On the Beach at Night Alone competed in the 67th Berlin International Film Festival, awarding Kim Minhee the top prize for acting, the Silver Bear for Best Actress.
Director and performer come together amidst a whirlwind of their highly publicized affair, recreating on screen a semi-autobiographical depiction of their tabloid-bombarded relationship. Director Hong Sang Soo and actress Kim Minhee first came together in 2015, while collaborating on Hong’s film, Right Now, Wrong Then. Their extramarital affair has since then caused a media sensation in Korea.
On the Beach at Night Alone is a sort of byproduct of the aftermath of their affair. Kim Minhee plays an arguably fictionalized version of herself by the name Younghee, a famous Korean actress who has fled Seoul, South Korea in order to escape the negative attention from her recent affair with a married director. The presence of the elusive director lingers throughout the film; he is constantly being alluded to, not only by Younghee but also by all of her acquaintances.
The first chapter of the movie follows Younghee as she sentimentalizes over the foreignness of the German city of Hamburg. The film is dense with dialogue; characters often dwell on mundane, inconsequential, and irrelevant subjects. They ponder why a stranger seems to be blushing, or about the health of a local bookstore keeper—perhaps in an attempt to capture a sense of idleness, but the result seems excessively prosaic and humorless. When Younghee and others are not quietly contemplating over such trivialities, they often speak abstractly of love: of its superficiality, deceptiveness, and its self-entrapping nature. Younghee struggles to come to terms with the unattainable idea of love, having been exposed to such a turbulent and public relationship with a married man.

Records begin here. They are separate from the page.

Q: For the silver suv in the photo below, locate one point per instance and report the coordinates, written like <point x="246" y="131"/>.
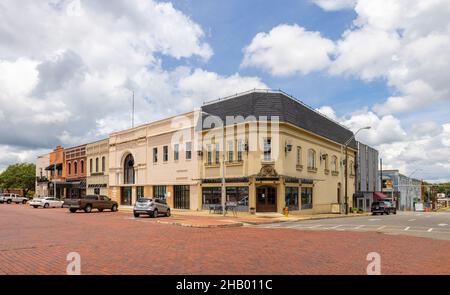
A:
<point x="151" y="206"/>
<point x="12" y="198"/>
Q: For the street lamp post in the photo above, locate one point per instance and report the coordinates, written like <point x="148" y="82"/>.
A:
<point x="346" y="164"/>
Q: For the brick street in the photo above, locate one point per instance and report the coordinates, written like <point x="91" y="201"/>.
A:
<point x="37" y="241"/>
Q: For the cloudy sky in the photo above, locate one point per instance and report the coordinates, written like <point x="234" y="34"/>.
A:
<point x="68" y="68"/>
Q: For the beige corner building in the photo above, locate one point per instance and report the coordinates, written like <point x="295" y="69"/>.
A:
<point x="276" y="153"/>
<point x="156" y="160"/>
<point x="97" y="173"/>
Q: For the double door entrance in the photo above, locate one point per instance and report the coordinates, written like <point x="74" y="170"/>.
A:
<point x="266" y="199"/>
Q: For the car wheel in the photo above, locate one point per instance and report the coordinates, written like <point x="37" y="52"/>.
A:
<point x="88" y="209"/>
<point x="155" y="213"/>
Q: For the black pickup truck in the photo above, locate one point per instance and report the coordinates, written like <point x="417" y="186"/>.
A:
<point x="89" y="202"/>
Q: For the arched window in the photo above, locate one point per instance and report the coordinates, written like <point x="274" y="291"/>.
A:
<point x="128" y="170"/>
<point x="311" y="158"/>
<point x="334" y="164"/>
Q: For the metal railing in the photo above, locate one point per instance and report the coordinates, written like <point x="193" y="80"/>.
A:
<point x="273" y="91"/>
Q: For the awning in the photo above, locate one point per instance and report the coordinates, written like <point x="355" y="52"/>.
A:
<point x="377" y="196"/>
<point x="52" y="167"/>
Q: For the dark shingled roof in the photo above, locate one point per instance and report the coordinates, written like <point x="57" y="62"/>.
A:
<point x="276" y="103"/>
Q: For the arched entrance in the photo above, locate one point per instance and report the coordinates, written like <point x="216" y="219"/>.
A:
<point x="266" y="199"/>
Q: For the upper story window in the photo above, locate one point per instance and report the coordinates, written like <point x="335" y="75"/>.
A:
<point x="165" y="153"/>
<point x="267" y="149"/>
<point x="299" y="156"/>
<point x="176" y="152"/>
<point x="209" y="155"/>
<point x="230" y="151"/>
<point x="240" y="146"/>
<point x="311" y="158"/>
<point x="188" y="150"/>
<point x="217" y="153"/>
<point x="155" y="155"/>
<point x="103" y="164"/>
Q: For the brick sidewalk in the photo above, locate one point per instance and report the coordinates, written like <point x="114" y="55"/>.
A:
<point x="38" y="241"/>
<point x="204" y="219"/>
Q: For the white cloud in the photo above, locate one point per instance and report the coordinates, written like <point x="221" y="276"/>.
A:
<point x="288" y="49"/>
<point x="331" y="5"/>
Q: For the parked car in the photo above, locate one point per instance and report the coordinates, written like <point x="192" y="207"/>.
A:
<point x="151" y="206"/>
<point x="383" y="207"/>
<point x="46" y="202"/>
<point x="89" y="202"/>
<point x="13" y="198"/>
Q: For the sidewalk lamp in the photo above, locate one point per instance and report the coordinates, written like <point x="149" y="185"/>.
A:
<point x="346" y="166"/>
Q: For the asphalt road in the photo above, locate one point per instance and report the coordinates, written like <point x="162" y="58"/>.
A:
<point x="435" y="225"/>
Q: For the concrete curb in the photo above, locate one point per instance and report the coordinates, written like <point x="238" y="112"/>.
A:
<point x="305" y="218"/>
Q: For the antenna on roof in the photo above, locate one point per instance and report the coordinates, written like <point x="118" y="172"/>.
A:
<point x="132" y="112"/>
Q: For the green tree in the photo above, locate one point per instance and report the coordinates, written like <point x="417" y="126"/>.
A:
<point x="21" y="175"/>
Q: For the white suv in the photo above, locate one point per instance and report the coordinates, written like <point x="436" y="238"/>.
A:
<point x="12" y="198"/>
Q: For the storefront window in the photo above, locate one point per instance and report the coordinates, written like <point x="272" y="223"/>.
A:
<point x="307" y="198"/>
<point x="140" y="192"/>
<point x="159" y="191"/>
<point x="240" y="195"/>
<point x="291" y="198"/>
<point x="211" y="196"/>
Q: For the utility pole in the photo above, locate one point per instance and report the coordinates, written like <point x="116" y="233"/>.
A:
<point x="381" y="175"/>
<point x="132" y="112"/>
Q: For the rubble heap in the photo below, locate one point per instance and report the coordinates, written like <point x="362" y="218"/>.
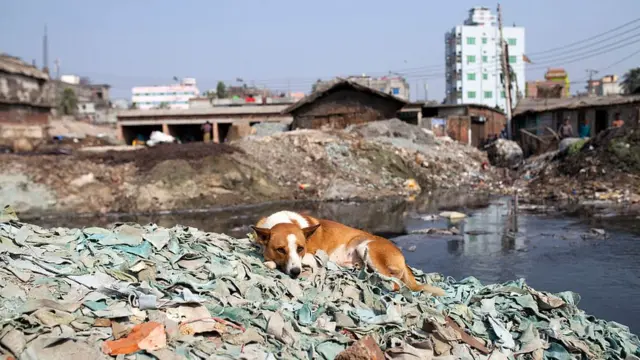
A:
<point x="374" y="159"/>
<point x="181" y="293"/>
<point x="604" y="168"/>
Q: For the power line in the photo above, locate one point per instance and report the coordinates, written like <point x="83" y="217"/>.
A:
<point x="438" y="70"/>
<point x="621" y="60"/>
<point x="563" y="47"/>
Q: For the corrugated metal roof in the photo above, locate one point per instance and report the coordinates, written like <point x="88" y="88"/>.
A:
<point x="218" y="110"/>
<point x="14" y="65"/>
<point x="339" y="82"/>
<point x="542" y="105"/>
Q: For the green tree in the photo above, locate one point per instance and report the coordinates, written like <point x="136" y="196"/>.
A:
<point x="68" y="102"/>
<point x="631" y="81"/>
<point x="221" y="90"/>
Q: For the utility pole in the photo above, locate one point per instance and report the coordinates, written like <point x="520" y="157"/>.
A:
<point x="589" y="85"/>
<point x="505" y="73"/>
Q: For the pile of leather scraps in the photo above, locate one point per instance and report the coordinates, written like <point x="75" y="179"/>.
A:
<point x="146" y="292"/>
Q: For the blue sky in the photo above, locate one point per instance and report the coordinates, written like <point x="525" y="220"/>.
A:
<point x="288" y="44"/>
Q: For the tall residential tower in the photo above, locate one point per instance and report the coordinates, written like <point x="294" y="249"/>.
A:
<point x="472" y="55"/>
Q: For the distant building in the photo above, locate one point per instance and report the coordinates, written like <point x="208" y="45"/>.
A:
<point x="26" y="99"/>
<point x="537" y="116"/>
<point x="473" y="66"/>
<point x="555" y="85"/>
<point x="606" y="86"/>
<point x="120" y="104"/>
<point x="174" y="96"/>
<point x="343" y="103"/>
<point x="392" y="85"/>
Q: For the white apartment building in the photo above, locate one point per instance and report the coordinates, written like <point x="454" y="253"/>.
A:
<point x="174" y="96"/>
<point x="472" y="55"/>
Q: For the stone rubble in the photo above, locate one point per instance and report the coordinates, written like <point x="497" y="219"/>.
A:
<point x="146" y="292"/>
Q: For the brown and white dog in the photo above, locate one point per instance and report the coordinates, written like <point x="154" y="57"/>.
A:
<point x="286" y="237"/>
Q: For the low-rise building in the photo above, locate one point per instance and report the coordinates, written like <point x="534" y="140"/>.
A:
<point x="343" y="103"/>
<point x="535" y="120"/>
<point x="185" y="124"/>
<point x="555" y="85"/>
<point x="392" y="85"/>
<point x="174" y="96"/>
<point x="25" y="99"/>
<point x="470" y="124"/>
<point x="606" y="86"/>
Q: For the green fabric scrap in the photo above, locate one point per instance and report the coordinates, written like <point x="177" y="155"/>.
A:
<point x="94" y="273"/>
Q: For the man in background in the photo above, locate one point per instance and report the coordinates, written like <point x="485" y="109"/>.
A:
<point x="566" y="130"/>
<point x="206" y="129"/>
<point x="618" y="122"/>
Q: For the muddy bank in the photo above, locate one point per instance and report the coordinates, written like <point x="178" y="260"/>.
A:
<point x="393" y="159"/>
<point x="604" y="170"/>
<point x="386" y="217"/>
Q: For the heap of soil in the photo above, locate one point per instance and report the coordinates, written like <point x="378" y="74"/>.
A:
<point x="146" y="159"/>
<point x="606" y="167"/>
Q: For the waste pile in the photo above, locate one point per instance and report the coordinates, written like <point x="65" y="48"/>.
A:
<point x="605" y="168"/>
<point x="365" y="161"/>
<point x="180" y="293"/>
<point x="505" y="153"/>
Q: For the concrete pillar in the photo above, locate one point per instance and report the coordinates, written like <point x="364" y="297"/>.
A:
<point x="119" y="132"/>
<point x="216" y="137"/>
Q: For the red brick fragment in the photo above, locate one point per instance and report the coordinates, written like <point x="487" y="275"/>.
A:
<point x="364" y="349"/>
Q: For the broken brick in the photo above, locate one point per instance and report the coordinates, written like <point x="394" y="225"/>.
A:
<point x="364" y="349"/>
<point x="102" y="322"/>
<point x="147" y="336"/>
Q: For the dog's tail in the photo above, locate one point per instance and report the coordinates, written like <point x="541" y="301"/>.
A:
<point x="413" y="285"/>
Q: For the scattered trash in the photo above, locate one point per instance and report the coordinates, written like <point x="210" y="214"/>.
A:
<point x="452" y="215"/>
<point x="77" y="293"/>
<point x="158" y="137"/>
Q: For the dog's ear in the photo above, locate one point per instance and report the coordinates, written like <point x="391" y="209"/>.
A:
<point x="263" y="235"/>
<point x="309" y="230"/>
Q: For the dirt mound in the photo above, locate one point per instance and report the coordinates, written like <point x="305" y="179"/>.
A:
<point x="146" y="158"/>
<point x="606" y="167"/>
<point x="393" y="128"/>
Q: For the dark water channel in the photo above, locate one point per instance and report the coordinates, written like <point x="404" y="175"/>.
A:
<point x="549" y="251"/>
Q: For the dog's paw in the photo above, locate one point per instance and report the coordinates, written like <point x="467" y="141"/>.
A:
<point x="310" y="261"/>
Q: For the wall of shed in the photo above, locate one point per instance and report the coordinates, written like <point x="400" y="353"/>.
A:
<point x="538" y="123"/>
<point x="345" y="107"/>
<point x="18" y="89"/>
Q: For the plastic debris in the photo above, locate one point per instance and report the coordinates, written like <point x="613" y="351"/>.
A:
<point x="181" y="293"/>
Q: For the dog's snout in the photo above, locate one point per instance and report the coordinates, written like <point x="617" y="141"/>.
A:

The first chapter is disrupted by movie credits, and the second chapter begins with Younghee sitting in an empty theater watching the credits roll by, with her own name credited, as if witnessing the closing of her own movie. There’s something sinisterly meta about the vision: the actress’s reality and her role as a performer blends into ambiguity. Kim Minhee and Younghee’s identities become morphed and distorted. The actress is playing a role that mirrors her own life.
The second chapter is set halfway across the world in Gangneung, South Korea, a beach town located northwest of the country’s capital. At the theater in Gangneung, Younghee runs into an old acquaintance; who, after awkward remarks about the “rumors” of her affair, invites her over for coffee at his cafe. More idle dialogue transpires between various characters, reminiscent of overhearing fragments of a conversation in a public space. The characters’ exchanges never amount to anything even remotely consequential: a characteristic of Hong’s style. Everything about the film is retrained and muted in a sense that there is no plot or climax. What we receive is a myriad of characters interacting with one another that resembles the subtleties and insignificance of everyday interactions.
Younghee’s internal conflict and torment is revealed only after she has had liberal amounts of alcohol. When she is intoxicated, she bursts into screams about the falsity of love and men. She can only truly express her frustrations and sadness when she and everybody else around her are inebriated. She reveals a side of her that she hides so well under her charming appearance: one that is ugly, cynical, and caustic, but nevertheless the most honest.